The Last Resort

A production of  

The Wonder in Wonderland

The twenty-minute ride from downtown Boston to the end of the Blue Line is punctuated by a familiar announcement, “Next stop, Wonderland.” For decades this was the prelude, for many, for a night of betting on fast dogs in fast company at Wonderland Greyhound Park.

On this day about twenty middle-aged men stare at multiple television sets simulcasting dog races from around the country. Former employee David Olson stops in to say hi to old friends. He was also among 300 people who lost jobs here when the racing ban took effect.

But miles from here, beneath the golden dome of the State House, Representative Kathy Reinstein of Revere has been listening. She supports a bill to install up to 750 slot machines at the state’s four racetracks, and her connection to Wonderland is personal.

But will slot machines actually produce the jobs that Reinstein and others claim? One group, United to Stop Slots in Massachusetts is doubtful, and point to a Boston Globe study showing that slot revenue at casinos in Conneticut, for example, were down by 6 percent over the past year.

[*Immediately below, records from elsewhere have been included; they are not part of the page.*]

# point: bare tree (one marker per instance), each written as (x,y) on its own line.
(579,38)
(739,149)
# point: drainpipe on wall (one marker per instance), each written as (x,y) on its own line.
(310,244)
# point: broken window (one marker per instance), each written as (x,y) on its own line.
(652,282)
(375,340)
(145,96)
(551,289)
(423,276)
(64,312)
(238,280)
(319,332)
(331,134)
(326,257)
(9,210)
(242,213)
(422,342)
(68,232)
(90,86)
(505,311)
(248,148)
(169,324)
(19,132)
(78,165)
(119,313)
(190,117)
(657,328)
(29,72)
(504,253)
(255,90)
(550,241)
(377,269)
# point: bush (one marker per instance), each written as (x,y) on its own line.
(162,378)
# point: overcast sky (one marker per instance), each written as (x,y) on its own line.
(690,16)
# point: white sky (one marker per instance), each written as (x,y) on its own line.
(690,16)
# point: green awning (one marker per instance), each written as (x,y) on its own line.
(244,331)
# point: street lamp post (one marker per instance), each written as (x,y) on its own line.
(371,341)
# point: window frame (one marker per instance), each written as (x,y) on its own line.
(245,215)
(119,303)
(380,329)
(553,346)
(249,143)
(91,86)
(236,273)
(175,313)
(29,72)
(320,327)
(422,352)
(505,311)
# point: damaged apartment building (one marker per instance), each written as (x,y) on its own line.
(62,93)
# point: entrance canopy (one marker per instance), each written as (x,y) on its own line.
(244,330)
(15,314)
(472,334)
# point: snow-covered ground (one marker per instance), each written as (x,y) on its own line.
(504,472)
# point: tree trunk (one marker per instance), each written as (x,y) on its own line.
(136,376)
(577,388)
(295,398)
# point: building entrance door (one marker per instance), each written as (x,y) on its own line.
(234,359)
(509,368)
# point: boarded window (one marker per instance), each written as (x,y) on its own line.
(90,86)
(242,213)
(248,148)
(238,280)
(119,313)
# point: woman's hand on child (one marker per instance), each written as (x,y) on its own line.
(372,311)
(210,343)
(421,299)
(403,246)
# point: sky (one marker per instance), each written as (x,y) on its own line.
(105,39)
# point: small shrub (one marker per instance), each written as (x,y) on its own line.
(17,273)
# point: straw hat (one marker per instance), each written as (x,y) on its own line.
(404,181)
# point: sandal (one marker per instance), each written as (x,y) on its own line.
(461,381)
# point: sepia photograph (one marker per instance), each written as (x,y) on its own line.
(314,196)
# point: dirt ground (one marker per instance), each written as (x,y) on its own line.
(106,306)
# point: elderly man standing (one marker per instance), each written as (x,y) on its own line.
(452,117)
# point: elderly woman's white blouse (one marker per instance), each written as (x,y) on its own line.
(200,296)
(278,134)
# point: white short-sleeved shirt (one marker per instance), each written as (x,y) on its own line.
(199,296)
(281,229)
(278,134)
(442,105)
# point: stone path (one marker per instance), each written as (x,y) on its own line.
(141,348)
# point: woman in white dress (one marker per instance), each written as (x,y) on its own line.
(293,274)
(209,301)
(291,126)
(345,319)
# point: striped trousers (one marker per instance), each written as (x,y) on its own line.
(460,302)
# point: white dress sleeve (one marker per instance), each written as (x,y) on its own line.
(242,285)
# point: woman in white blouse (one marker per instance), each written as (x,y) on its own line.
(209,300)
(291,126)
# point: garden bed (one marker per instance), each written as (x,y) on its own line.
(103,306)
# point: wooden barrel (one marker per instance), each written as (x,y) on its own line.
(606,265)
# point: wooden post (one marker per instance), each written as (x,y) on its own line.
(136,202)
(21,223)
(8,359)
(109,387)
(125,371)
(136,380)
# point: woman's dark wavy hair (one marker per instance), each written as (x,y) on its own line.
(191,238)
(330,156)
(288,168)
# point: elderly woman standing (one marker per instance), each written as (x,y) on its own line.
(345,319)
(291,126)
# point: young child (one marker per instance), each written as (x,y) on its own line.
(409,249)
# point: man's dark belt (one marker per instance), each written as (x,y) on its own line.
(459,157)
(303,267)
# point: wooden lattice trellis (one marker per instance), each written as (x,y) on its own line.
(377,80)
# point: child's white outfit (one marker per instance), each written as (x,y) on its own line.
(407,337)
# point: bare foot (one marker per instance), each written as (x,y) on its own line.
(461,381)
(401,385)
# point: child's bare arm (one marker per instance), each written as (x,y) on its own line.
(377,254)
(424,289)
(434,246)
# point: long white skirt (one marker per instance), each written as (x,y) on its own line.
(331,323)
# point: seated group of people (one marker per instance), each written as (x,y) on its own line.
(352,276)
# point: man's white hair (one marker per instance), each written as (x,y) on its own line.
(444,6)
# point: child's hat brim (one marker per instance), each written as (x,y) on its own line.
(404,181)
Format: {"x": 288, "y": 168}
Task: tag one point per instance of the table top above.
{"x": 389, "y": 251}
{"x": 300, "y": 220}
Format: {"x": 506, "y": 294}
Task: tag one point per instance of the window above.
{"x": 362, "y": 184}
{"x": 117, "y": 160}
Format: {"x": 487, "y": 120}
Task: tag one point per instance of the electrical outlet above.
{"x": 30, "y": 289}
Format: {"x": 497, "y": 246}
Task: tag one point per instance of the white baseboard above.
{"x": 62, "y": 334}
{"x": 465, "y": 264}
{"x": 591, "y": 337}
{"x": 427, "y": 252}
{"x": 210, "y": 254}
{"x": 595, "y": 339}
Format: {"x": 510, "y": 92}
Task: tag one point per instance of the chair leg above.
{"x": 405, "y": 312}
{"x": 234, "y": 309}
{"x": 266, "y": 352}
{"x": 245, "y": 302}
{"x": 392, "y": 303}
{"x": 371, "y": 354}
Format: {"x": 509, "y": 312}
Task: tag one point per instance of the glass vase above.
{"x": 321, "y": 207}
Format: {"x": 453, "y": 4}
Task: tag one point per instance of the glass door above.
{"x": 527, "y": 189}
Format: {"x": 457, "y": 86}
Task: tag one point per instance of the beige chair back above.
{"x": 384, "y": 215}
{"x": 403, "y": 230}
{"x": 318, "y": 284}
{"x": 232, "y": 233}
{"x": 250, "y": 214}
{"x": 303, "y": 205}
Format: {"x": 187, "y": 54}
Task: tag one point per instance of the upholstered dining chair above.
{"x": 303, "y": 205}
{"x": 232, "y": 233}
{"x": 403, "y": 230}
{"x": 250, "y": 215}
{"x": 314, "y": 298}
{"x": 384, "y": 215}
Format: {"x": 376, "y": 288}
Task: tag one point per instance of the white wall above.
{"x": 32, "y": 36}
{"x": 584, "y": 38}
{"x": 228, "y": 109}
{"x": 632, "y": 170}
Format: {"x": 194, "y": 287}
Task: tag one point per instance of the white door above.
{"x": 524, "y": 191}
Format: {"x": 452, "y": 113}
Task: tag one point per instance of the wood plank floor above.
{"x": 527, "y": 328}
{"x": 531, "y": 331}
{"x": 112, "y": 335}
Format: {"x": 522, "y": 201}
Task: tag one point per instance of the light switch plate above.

That’s House Speaker Robert DeLeo, who’s district houses tracks at Wonderland and Suffolk Downs. He’s leading the charge for slots, and says that 100 percent of revenue would be used to assist local communities.

But Governor Deval Patrick isn’t buying it. He’s focused singularly on casinos, and argues that slots will generate only a fraction of the 15,000 jobs that are promised if gaming legislation passes. Sean O’Brien couldn’t disagree more. O’Brien is president of Boston Teamsters Local 25, which represented 65 dogwalkers at Wonderland.

So if the legislation passes will the public show up? Jimmy—a self-described 3 times a week gambler is waiting for a bus at this shopping mall in Revere: Destination —Mohegan Sun, a two hour drive away. Jimmy spends a lot of time at Mohegan, and when asked if he would change his habits and play the one-armed bandits at Wonderland down the road, he is non-committal.

“I jump all over the place. I don’t go to just one place. I’m retired. Ya know what I mean. I mean, I’m used to Mohegan, the buffet, the eatin’, and all that. I’m just trying to say, and then, if I go with a woman, she might want to go to Foxwood, we go to Foxwood. She might have a coupon for Foxwood.”

Joan, from Revere, is also waiting for the Mohegan bus, and like Jimmy, volunteers her first name only: But that cliché “if you build it they will come” resonates with her. “I would be inclined to go to Wonderland because its closer and, if we lose, we can come home earlier.”

Back at Wonderland, cobwebs hang low over an entrance to the oval dog track, which-- once manicured and smooth -- is now lumpy and uneven. Manager Joel Lorjudigee says he envisions this place the way it used to be. But instead of greyhounds racing, people will be pulling the levers of slot machines, and in his mind, the “Ka-ching-- Ka -hing” will translate as job security.

If slotting legislation passes simulcasting at the tracks would be extended until July 2014. If it fails, July of this year will indeed be the last stop...for Wonderland.